After reading 2001 and detecting an esoteric pattern in its structure, I wondered if there would be similar references and effects in the next book. I believe there are. The most conspicuous of these is the title shared by the final section and its last chapter: “Lucifer Rising.” While it seems unlikely that Clarke took this title from the 1972 avant-garde film by Kenneth Anger, they may have had some occult inspiration in common. Another echo of magick was in the title of the second section “Tsien” (the name of the Chinese spaceship in the story) after the onetime GALCIT rocketry colleague of Jack Parsons in Pasadena.
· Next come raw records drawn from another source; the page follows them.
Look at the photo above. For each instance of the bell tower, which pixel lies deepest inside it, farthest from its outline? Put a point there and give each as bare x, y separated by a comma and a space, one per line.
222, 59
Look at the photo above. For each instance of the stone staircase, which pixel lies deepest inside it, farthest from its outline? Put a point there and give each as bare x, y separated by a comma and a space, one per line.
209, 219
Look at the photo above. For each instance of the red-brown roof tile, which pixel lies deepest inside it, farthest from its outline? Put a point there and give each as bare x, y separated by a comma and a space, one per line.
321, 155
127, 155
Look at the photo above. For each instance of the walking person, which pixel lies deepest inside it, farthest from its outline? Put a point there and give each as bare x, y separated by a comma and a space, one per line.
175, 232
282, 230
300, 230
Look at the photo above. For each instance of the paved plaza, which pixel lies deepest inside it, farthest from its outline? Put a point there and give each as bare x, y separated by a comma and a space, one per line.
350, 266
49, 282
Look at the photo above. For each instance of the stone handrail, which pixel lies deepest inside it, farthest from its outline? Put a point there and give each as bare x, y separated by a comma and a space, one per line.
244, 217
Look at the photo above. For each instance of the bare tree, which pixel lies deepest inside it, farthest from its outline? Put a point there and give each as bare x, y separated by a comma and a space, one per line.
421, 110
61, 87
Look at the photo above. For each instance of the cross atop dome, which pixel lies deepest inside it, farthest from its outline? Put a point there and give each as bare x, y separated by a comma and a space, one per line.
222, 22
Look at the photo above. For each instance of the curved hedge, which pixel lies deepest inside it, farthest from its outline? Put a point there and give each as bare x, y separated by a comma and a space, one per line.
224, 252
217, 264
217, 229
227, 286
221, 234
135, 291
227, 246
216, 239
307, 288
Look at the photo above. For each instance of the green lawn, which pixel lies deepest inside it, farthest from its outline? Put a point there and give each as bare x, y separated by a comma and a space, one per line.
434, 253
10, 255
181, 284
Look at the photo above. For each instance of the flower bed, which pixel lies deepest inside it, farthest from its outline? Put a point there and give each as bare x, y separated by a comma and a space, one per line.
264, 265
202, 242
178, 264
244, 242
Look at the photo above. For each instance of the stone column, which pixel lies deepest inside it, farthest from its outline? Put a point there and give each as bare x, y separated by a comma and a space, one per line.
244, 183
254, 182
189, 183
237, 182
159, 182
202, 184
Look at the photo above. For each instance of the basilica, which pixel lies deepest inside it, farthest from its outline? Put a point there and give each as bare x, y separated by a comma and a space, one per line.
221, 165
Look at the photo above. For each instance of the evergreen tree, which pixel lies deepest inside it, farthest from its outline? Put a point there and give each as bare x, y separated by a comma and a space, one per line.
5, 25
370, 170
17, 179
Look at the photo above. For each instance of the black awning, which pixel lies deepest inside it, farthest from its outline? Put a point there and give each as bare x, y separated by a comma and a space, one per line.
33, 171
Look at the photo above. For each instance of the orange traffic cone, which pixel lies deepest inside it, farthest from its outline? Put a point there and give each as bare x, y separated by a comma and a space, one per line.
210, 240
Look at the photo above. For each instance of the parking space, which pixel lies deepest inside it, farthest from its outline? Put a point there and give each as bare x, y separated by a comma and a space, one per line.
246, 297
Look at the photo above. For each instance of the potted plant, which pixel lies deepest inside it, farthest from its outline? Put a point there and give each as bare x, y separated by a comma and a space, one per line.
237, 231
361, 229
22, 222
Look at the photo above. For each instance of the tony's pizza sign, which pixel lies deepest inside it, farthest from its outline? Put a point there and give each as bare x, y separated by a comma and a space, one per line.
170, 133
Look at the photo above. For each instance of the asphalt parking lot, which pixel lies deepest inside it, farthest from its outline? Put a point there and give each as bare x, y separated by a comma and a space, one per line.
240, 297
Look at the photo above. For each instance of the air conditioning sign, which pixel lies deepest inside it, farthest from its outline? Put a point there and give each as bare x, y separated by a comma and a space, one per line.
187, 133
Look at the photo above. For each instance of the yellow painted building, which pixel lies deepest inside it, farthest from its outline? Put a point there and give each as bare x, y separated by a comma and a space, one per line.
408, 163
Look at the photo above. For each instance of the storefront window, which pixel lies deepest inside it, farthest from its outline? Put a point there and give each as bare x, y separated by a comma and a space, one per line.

The central character of 2010 is Heywood Floyd, the protagonist of the early lunar “TMA-1” section of 2001. Understood via a Rosicrucian-Thelemite template, Floyd is an astronaut-initiate who becomes an adept by means of his 2010 adventure to Jupiter, in a mission to recover the lost Discovery and to advance human knowledge regarding the great black monolith at the Lagrange-1 point in the Jupiter-Io system. The Star Child who had been Dave Bowman serves as a magus of the ineffable gods, giving a Word to humanity, who struggle to comprehend it.

Floyd’s 2010 expedition is a joint USSR-USA undertaking, which had become historically impossible before the end of the 20th century. But Clarke could duck any plot adjustments for those political eventualities in the next book 2061: Odyssey Three, which he managed to write a few years prior to the end of the Soviet Union. Of greater concern to Clarke was accounting for scientific developments, especially the 1979 disclosures from the probe Voyager.

Although the pacing and voice of 2010 are very similar to those of 2001, I thought the effect of the second book was much different than the first. Bowman’s ascension had been awfully lonely. The crew of the Leontov, by contrast, produce two marriages, and they witness the appearance of a new “companion” on an astronomical scale, and even the solitary Star Child redeems an old friend in 2010.

Although I know that the set-up in the first two books differs enough from the reality of our 21st century that 2061 will tell an impossible tale, I am looking forward to the first book of the sequence that we haven’t already caught up with on the calendar.